Entolimod is a recombinant protein that acts as an agonist of toll-like receptor 5 (TLR5), an innate immunity receptor. Entolimod activation of TLR5 triggers NF-kB signaling, mobilizing an innate immune response that drives expression of numerous genes, including inhibitors of apoptosis, scavengers of reactive oxygen species, and a spectrum of protective or regenerative cytokines.
It is not feasible or ethical to test the efficacy of entolimod as a radiation countermeasure in humans; therefore, we are developing entolimod under the FDA’s Animal Rule guidance. The FDA established the Animal Rule in 2002 to permit the approval of certain drugs and biologics that are intended to reduce or prevent serious or life-threatening conditions based on evidence of safety from trial in healthy subjects and effectiveness from appropriate animal studies when human efficacy studies are not possible.
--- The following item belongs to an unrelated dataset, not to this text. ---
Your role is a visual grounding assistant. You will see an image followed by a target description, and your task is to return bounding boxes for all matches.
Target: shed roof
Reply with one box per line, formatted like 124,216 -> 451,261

The efficacy of entolimod as a radiation countermeasure has been assessed in animal models. These studies demonstrate that a single administration of entolimod given either before or after lethal total body irradiation leads to a significant improvement in animal survival. We have shown that entolimod reduces radiation damage to both hematopoietic and gastrointestinal tissues and improves tissue regeneration.
Our clinical studies of entolimod in 150 healthy human subjects have demonstrated the safety profile of entolimod and established the dose-dependent effect of entolimod on efficacy biomarkers in humans. In these studies, a transient mild to moderate flu-like syndrome was observed along with transient decreases in blood pressure and elevation of liver enzymes. Such effects are the most common adverse events and are consistent with increases in cytokines that are the expected consequences of entolimod administration.
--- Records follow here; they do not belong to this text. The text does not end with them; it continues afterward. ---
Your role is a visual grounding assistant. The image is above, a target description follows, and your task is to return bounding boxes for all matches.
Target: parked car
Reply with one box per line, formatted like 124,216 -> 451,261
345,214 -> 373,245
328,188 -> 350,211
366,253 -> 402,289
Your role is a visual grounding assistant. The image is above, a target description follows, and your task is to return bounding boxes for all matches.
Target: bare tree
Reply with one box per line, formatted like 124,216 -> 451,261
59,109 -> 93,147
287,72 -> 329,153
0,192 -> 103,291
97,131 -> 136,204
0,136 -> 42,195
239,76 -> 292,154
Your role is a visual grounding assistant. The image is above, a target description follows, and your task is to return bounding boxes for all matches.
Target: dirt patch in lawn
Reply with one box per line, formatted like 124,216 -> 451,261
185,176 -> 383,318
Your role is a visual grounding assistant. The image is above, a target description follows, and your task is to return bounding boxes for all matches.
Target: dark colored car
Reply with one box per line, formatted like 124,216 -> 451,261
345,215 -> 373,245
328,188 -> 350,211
We continue to discuss requirements for submission of a Biologics License Application (BLA) for entolimod with the FDA. In addition, a pre-Emergency Use Authorization, or pre-EUA dossier for entolimod has been submitted to the FDA for review. Pre-EUA is the regulatory path through which the FDA determines that certain unapproved medical products may be used in an emergency when there are no adequate, approved, and available alternatives. Products with pre-EUA status can be purchased by the US government for stockpiling in the event of a disaster. The FDA granted entolimod both Fast Track and Orphan Drug status for reducing the risk of death following a potentially lethal dose of total body irradiation during or after a radiation disaster.
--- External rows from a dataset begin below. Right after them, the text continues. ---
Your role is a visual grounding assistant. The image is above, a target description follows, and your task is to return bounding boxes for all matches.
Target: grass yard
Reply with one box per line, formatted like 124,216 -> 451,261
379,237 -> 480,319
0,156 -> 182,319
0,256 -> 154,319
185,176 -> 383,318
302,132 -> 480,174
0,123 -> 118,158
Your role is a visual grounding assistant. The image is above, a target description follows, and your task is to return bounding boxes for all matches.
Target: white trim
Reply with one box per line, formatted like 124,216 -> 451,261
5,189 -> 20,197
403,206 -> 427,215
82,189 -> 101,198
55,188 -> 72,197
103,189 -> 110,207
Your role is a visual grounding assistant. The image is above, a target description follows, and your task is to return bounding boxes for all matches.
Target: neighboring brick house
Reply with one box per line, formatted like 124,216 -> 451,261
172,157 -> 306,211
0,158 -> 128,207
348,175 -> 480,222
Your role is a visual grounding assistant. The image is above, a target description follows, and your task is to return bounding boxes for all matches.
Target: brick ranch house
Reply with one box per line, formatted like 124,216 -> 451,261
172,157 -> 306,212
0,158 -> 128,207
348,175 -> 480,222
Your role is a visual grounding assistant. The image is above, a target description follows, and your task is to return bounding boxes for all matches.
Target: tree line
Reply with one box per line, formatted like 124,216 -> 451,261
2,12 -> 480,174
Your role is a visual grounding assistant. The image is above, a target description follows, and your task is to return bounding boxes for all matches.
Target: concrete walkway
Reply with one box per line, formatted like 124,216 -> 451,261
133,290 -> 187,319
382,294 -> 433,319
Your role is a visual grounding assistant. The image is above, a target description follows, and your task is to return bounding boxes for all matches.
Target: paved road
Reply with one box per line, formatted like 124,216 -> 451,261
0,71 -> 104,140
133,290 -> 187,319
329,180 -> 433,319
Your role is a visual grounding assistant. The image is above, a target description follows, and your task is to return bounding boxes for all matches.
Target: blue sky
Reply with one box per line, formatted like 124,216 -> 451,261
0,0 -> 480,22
A Phase 1 study of entolimod in patients with advanced solid tumors at Roswell Park Cancer Institute has been completed. A second Phase 1 study of entolimod in patients with advanced cancer is currently ongoing in the Russian Federation to expand upon clinical observations made at the higher dose levels in the Roswell Park study and to gather further statistics on immune response to administrations of entolimod.
A Phase 2, single-blind, randomized, placebo-controlled clinical study of the safety and tolerability of entolimod as a neo-adjuvant therapy in treatment-naïve patients with primary colorectal cancer who are recommended for surgery was initiated in the Russian Federation.